The town declined through the thirties and was basically abandoned during the war. After the war, the invention of the ball point pen hammered the last nail into the coffin of osmiridium mining. One of the rarest metals on the planet, a total of about 500kg was mined from the area. The postmaster Stan Gerny, last resident of Adamsfield, remained at his post until his death in 1962. 

I unpack onto one of the picnic tables, then wander down the track to collect water at the Adamsfield river. There are two huts there that look to have been either restored or very well looked after, considering the entire rest of the town is nothing but bracken and beer bottles. I had neither planned to walk the Adamsfield track nor come into the old township, but now that I have, I’m glad to have walked in those old footsteps. With the track disappearing the way it is, I doubt it will be possible for much longer. I stand under the veranda and filter two litres of water, so that I can collect another two in the “dirty” reservoir before walking back. Though it’s highly unlikely anybody would come by this late on a rainy Sunday afternoon, it’s still uncomfortable being away from my pack.
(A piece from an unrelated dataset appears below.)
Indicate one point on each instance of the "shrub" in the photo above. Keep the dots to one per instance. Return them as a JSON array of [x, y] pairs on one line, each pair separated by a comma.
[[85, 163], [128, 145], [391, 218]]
Exactly as slippery as it looks

I got news today that Youtuber, entertainer and hammock camping educator “Shug” has been diagnosed with an aggressive leukaemia. I’ve been hammocking for something like fifteen years now, and Shug’s videos were helping people like me even before then. Perhaps no single person is as beloved in the hammock community as Shug, and I’m sure my well-wishes would be but one drop in an ocean of love.

The rain hammers the shelter, coming down in heavy sheets while the cold wind blows. Yes, I could have ridden it out under the tarp, but this is much nicer.

Today’s hard walking has put my knees to the test; the injured one and the one that stepped in to take some of the strain off its brother. Though I managed, the occasional twinges I felt have convinced me to make a difficult decision. I’m taking the Western Arthurs and South West Cape Circuit entirely off the table. With the loss of the Arthurs, I’m even more keen to do Mount Anne than ever, though whether as an in-and-out or a circuit, I’m still not sure. I know it’s a challenging walk between Shelf Camp and Lonely Tarns, but unlike the extended traverse of the Western Arthurs, the difficult section only represents a day of walking, not several. I’m confident I can handle that, mindful that Anne has killed before, including CBC member Robert Walters only eighteen months ago. I wouldn’t even be considering it if I didn’t have a clean run of good weather forecast once tonight’s deluge clears off.

The rain continues into the evening, the cold wind flowing through the shelter and me cocooned in down and merino. Eventually the storm eases, then passes, then fades. As the sun sets and the night closes in, I finish reading Wild. A deftly woven story of the author’s literal journey catalysing her emotional one. At the story’s conclusion, she leaves her new friends behind to finish her walk the way she started it; alone.

For the first time on my walk I’ve gone the entire day without seeing another person.